What happens is that for the start of training, the model gets better at predicting, and more confident (correctly) of those predictions, so accuracy and loss both improve.

But eventually, additional batches only make it slightly more accurate, but much more confident, such that that over-confidence causes loss to get worse, even as accuracy improves.

Since what we actually care about is accuracy, not loss, you should train until accuracy starts getting worse, not until loss starts getting worse.

This might help you to understand it.

2 Likes

There are two modes a pytorch model can operate in train() and eval(). And it affects how some of the modules behave (most common affected by this are Dropout and BatchNorm).
In the train mode dropout makes things harder for your network so it can learn to generalize better, but when you call validate() it runs in the eval mode that’s why your loss is smaller then. The validation set is always checked in eval mode so you get the same value.

You can see for yourself in the fastai code that setting the mode is the first thing validate does

5 Likes

Here’s yet another theory. Training loss is computed during the training of that epoch. Validation loss is computed at the end of the epoch after updating weights.

When you later compute training loss, that calculation is done with the updated weights. So validation loss will be the same, and training loss is going to be different, usually lower.

That has been my “mental model” of this observation, though to be honest I have never tested it. I would really appreciate if you would test these various theories by tracing and experiment, and report back what is actually true. Maybe it’s a combination of effects.

1 Like

I don’t think that would be the case. If that were the case, then the difference between the losses while training and while validating wouldn’t have been this much.

What I think is that the train_loss while training is the loss of the particular batch of images that were passed in the model at that time, whereas when we calculate the train_loss at the time of validation, then the loss is on the whole training dataset.

I’d be happy if someone can verify that.

@sgugger Can you help with this?

The training loss displayed during training is a moving average of the collected losses during training, so it has some traces of the beginning of training when the model was bad. Also it’s computed in training mode, which means dropout for instance, that will hurt it.
The training loss computed in validate is computed in eval mode (so no dropout) and is the average of the losses over all the batches. So it’s lower for those two reasons: no trace of bad weights at the beginning of training and no dropout and the like.

After Sylvain’s reply, I see that my theory is off the mark. It would apply only for one batch per epoch training, in which case the later training loss is computed on updated weights vs. on pre-update weights. That’s the situation I had been working with directly in PyTorch.

With multiple mini-batches (your example), you would have this discrepancy only for the last mini-batch.

Thanks.

On another note, I notice that your training loss is lower than your validation loss on the very first epoch, and by a large margin.
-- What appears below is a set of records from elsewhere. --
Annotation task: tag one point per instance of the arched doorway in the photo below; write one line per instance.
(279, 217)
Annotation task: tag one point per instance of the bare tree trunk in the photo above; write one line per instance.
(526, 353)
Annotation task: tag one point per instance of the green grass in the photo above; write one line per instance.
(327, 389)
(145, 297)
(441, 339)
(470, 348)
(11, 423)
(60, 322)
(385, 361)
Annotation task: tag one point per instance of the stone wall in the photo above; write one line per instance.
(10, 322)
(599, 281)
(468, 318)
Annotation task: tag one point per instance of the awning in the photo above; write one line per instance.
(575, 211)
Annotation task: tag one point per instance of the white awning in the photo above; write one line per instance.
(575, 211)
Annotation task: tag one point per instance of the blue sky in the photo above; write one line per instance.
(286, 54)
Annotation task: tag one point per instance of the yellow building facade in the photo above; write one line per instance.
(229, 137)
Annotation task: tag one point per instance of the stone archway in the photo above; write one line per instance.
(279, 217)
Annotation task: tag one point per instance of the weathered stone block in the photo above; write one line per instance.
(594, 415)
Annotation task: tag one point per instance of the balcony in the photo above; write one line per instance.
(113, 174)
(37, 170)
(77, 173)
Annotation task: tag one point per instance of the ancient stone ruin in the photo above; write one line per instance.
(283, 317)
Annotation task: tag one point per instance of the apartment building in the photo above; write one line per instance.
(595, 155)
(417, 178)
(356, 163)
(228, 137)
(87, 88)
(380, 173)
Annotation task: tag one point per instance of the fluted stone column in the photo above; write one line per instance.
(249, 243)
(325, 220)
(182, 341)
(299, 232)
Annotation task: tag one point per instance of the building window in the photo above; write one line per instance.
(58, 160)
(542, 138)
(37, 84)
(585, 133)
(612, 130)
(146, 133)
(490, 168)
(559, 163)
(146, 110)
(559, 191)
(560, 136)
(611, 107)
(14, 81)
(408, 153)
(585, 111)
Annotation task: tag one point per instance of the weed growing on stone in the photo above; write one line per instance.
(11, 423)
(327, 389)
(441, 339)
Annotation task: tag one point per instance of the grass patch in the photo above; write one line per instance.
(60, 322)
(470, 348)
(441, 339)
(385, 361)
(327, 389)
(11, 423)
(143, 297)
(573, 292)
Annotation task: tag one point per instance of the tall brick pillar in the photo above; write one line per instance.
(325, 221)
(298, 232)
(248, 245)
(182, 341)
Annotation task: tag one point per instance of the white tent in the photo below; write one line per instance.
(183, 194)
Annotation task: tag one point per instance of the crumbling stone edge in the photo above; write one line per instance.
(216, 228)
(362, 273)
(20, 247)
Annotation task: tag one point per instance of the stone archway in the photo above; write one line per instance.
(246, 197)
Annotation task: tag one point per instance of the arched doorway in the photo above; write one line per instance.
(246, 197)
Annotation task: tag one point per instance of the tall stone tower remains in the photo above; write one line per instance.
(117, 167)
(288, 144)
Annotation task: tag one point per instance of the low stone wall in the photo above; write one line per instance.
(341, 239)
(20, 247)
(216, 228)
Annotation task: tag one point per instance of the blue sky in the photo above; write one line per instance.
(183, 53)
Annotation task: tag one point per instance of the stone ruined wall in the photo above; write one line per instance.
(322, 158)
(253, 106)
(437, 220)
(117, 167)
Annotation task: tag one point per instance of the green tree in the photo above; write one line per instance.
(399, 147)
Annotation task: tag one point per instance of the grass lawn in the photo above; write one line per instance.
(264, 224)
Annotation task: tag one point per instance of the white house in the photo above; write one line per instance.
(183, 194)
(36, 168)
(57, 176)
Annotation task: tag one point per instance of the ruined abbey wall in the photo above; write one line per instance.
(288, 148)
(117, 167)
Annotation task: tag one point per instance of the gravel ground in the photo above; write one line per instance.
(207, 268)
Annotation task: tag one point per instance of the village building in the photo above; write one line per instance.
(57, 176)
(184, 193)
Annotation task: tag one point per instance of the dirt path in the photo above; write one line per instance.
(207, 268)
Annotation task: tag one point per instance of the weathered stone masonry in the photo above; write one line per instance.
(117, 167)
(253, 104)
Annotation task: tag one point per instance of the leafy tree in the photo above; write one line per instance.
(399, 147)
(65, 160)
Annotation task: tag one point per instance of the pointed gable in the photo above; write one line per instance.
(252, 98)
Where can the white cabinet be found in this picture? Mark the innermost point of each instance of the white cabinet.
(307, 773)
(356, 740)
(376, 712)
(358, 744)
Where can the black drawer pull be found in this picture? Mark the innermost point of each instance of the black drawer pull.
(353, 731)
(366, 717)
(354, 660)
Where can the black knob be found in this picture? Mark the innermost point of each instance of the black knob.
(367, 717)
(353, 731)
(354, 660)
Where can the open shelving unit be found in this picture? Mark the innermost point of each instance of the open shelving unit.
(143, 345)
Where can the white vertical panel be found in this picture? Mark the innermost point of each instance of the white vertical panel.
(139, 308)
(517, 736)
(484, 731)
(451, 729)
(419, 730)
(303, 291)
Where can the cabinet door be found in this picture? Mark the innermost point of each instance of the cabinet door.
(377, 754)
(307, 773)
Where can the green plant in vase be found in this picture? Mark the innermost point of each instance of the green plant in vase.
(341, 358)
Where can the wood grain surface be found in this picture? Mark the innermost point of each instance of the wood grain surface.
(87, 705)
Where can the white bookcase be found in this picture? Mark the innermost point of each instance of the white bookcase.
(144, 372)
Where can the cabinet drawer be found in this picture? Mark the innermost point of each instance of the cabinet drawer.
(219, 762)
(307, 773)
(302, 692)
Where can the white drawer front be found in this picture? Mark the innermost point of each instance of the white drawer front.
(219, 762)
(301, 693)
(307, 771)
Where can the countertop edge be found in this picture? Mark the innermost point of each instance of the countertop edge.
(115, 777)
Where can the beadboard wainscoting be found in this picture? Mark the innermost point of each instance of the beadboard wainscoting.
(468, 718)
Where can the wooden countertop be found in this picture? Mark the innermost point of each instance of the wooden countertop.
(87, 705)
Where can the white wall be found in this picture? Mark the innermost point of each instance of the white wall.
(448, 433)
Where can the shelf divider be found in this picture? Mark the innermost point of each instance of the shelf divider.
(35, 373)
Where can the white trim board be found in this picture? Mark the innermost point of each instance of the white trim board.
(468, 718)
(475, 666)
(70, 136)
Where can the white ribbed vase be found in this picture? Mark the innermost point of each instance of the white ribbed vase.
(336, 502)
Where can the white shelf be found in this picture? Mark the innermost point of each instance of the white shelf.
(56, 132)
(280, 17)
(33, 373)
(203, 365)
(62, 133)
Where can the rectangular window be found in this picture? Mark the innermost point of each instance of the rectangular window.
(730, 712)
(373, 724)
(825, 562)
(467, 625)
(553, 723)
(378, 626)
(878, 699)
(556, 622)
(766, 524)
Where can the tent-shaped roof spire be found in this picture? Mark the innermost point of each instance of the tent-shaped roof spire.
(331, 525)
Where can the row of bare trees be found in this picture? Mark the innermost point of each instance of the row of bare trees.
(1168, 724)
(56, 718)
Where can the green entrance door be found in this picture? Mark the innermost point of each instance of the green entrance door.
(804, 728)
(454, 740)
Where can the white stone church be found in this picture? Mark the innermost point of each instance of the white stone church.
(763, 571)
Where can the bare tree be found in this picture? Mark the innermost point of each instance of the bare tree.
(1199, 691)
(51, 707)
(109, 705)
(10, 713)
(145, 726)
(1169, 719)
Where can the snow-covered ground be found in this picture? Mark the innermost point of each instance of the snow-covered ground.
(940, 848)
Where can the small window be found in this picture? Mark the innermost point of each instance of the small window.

I think this would be an indication that you may have a bug in your code as well. Since the training set has only been shown to the model during training, it has not had a chance to become even close to overfitting, and should be substantially worse than the validation loss because of the moving average.

Some things that can cause this:

  1. Bad train/valid split.
  2. Normalizing data incorrectly by the wrong stats.
  3. Maybe, you are just loading weights from a previous training, and this is completely irrelevant.

Yes, the training loss in much lower than the validation loss, but that is probably because its not the first epoch. I ran some epochs before that. It might be overfitting here.